- Massive changes to repository structure, including restructuing of APIs and bug fixes. See the points below:
- Demo notebook added, showcasing some common use cases. Take a look [here](https://github.com/Kaleidophon/nlp-uncertainty-zoo/blob/main/demo.ipynb) or [here](https://colab.research.google.com/drive/1-Pl5lvcnpbGL2ZXLGDDNqvJB7Ew8uIsS?usp=sharing).
- API changes:
- Instead of using a `model_params` dict when initializing a `Model` subclass, the necessary model arguments are spelled out
explicitly, similarly to the API of scikit-learn` models. Furthermore, reasonable default values are set for most model parameters.

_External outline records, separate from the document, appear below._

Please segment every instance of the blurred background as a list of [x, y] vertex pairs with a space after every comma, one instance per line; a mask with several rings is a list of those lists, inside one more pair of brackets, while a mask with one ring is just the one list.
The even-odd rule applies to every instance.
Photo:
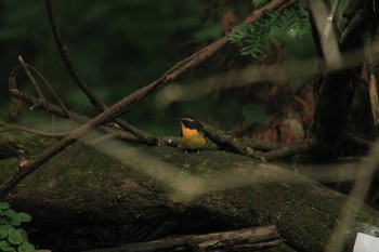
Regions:
[[[221, 38], [253, 9], [250, 0], [53, 1], [53, 8], [76, 69], [107, 105]], [[5, 118], [10, 108], [8, 78], [18, 65], [18, 55], [50, 81], [68, 109], [88, 116], [97, 114], [61, 59], [44, 1], [0, 1], [0, 118]], [[186, 115], [223, 130], [236, 131], [248, 124], [253, 132], [261, 131], [267, 118], [283, 110], [288, 97], [311, 78], [314, 62], [310, 58], [315, 56], [310, 32], [293, 40], [285, 29], [274, 28], [270, 38], [265, 55], [256, 59], [241, 56], [238, 47], [227, 45], [174, 83], [151, 94], [123, 119], [156, 135], [179, 135], [177, 118]], [[306, 69], [297, 68], [304, 64]], [[271, 77], [280, 72], [280, 78], [260, 80], [257, 72]], [[22, 70], [17, 71], [17, 85], [36, 95]], [[48, 112], [30, 111], [28, 107], [24, 104], [17, 122], [34, 127], [42, 119], [50, 120]], [[288, 114], [296, 112], [292, 109]]]

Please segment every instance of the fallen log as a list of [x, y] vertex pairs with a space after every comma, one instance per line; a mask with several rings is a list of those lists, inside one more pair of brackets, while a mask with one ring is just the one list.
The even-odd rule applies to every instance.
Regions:
[[167, 237], [160, 240], [129, 243], [110, 249], [86, 252], [155, 252], [155, 251], [251, 251], [277, 246], [282, 239], [275, 226], [244, 228], [233, 231]]
[[[28, 136], [17, 144], [38, 155], [36, 147], [50, 143]], [[16, 158], [0, 160], [0, 180], [6, 180], [17, 164]], [[31, 214], [29, 229], [43, 234], [31, 237], [43, 248], [53, 246], [53, 251], [273, 224], [285, 242], [285, 248], [276, 251], [306, 252], [324, 251], [340, 213], [350, 211], [343, 209], [347, 199], [290, 170], [239, 155], [185, 154], [171, 147], [110, 141], [67, 148], [4, 200]], [[379, 226], [377, 211], [358, 200], [356, 208], [355, 221]], [[164, 225], [168, 222], [173, 224]], [[83, 241], [84, 229], [99, 227], [103, 233], [93, 231], [100, 237], [90, 244], [70, 247]], [[110, 227], [107, 235], [105, 227]], [[110, 236], [115, 229], [117, 235]], [[43, 243], [47, 240], [50, 247]]]

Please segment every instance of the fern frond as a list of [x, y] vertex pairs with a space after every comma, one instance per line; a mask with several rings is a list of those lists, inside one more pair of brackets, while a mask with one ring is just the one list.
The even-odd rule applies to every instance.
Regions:
[[[253, 0], [256, 5], [266, 2], [266, 0]], [[299, 38], [308, 32], [308, 16], [299, 4], [293, 4], [283, 12], [264, 10], [262, 18], [252, 24], [233, 26], [227, 37], [232, 43], [241, 47], [241, 55], [257, 58], [264, 51], [272, 27], [282, 28], [284, 24], [289, 27], [287, 35], [290, 38]]]
[[263, 6], [269, 3], [269, 0], [252, 0], [254, 6]]
[[299, 4], [292, 5], [285, 12], [286, 22], [289, 26], [287, 35], [292, 38], [301, 38], [308, 32], [308, 16]]

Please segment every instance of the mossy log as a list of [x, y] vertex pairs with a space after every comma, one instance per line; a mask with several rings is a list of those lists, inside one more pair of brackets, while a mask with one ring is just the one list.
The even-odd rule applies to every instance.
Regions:
[[[29, 158], [52, 144], [17, 136], [11, 138]], [[17, 158], [0, 160], [0, 180], [17, 167]], [[290, 170], [226, 151], [185, 152], [106, 141], [70, 146], [3, 200], [31, 214], [29, 229], [44, 231], [43, 238], [35, 238], [42, 243], [53, 236], [74, 243], [83, 230], [100, 226], [110, 228], [106, 234], [101, 229], [97, 242], [115, 246], [120, 240], [276, 225], [284, 243], [270, 251], [306, 252], [324, 251], [347, 199]], [[379, 213], [356, 202], [356, 221], [379, 226]], [[71, 237], [62, 238], [64, 231]]]

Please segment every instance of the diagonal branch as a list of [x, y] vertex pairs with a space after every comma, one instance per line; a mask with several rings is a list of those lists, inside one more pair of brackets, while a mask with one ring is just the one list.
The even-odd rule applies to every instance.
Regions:
[[[49, 2], [49, 0], [47, 1]], [[254, 22], [260, 17], [262, 17], [264, 10], [274, 11], [287, 4], [288, 2], [289, 2], [288, 0], [273, 0], [269, 4], [266, 4], [264, 8], [253, 11], [251, 15], [247, 17], [247, 19]], [[4, 183], [0, 185], [0, 197], [3, 197], [5, 194], [8, 194], [14, 186], [16, 186], [28, 174], [34, 172], [43, 163], [48, 162], [52, 157], [54, 157], [54, 155], [58, 154], [61, 150], [65, 149], [67, 146], [75, 143], [79, 137], [83, 136], [92, 128], [100, 127], [103, 123], [109, 122], [115, 118], [119, 117], [120, 115], [131, 110], [139, 102], [141, 102], [145, 96], [151, 94], [153, 91], [155, 91], [160, 87], [164, 87], [169, 81], [174, 80], [179, 76], [185, 74], [190, 69], [196, 67], [204, 61], [208, 59], [209, 57], [214, 55], [217, 51], [223, 48], [226, 43], [227, 43], [226, 37], [223, 37], [222, 39], [217, 40], [215, 42], [202, 49], [200, 53], [196, 55], [196, 57], [190, 57], [191, 59], [188, 59], [186, 63], [183, 63], [183, 65], [169, 70], [159, 79], [134, 91], [133, 93], [126, 96], [118, 103], [105, 109], [102, 114], [97, 115], [87, 123], [74, 130], [69, 135], [64, 137], [62, 141], [47, 148], [44, 151], [42, 151], [41, 155], [38, 156], [36, 159], [18, 168], [12, 177], [10, 177], [9, 180], [6, 180]]]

- The `Module` class implements additional functionalities:
- An `available_uncertainty_metrics` attribute gives some information about available uncertainty metrics, mapping from their names to their functions.
- `get_sequence_representation()` was renamed to `get_sequence_representation_from_hidden()`. This was done to distinguish it from the new `get_sequence_classification()` function, which retrieves sequence representation directly from the inputs.
- `get_hidden_representation()` defines how to obtain hidden representations from an input.
- An explicit function called `compute_loss_weights()` was added to the `Model` class to allow to customize loss weights for unbalanced problems.
- BERT-related models now have a `bert_class` argument, that allow the underlying model to be changed to a RoBERTa, DistilBert or similar model.'
- Split `utils.uncertainty_eval` into `utils.uncertainty_eval` and `utils.calibration_eval`.
- There are now explicit functions to evaluate calibration and uncertainty properties on model, specified in `utils.uncertainty_eval.evaluate_uncertainty()` and `utils.calibration_eval.evaluate_calibration()`.
- Bug fixes:
- Changing batch size during inference won't produce shape errors for LSTM models anymore.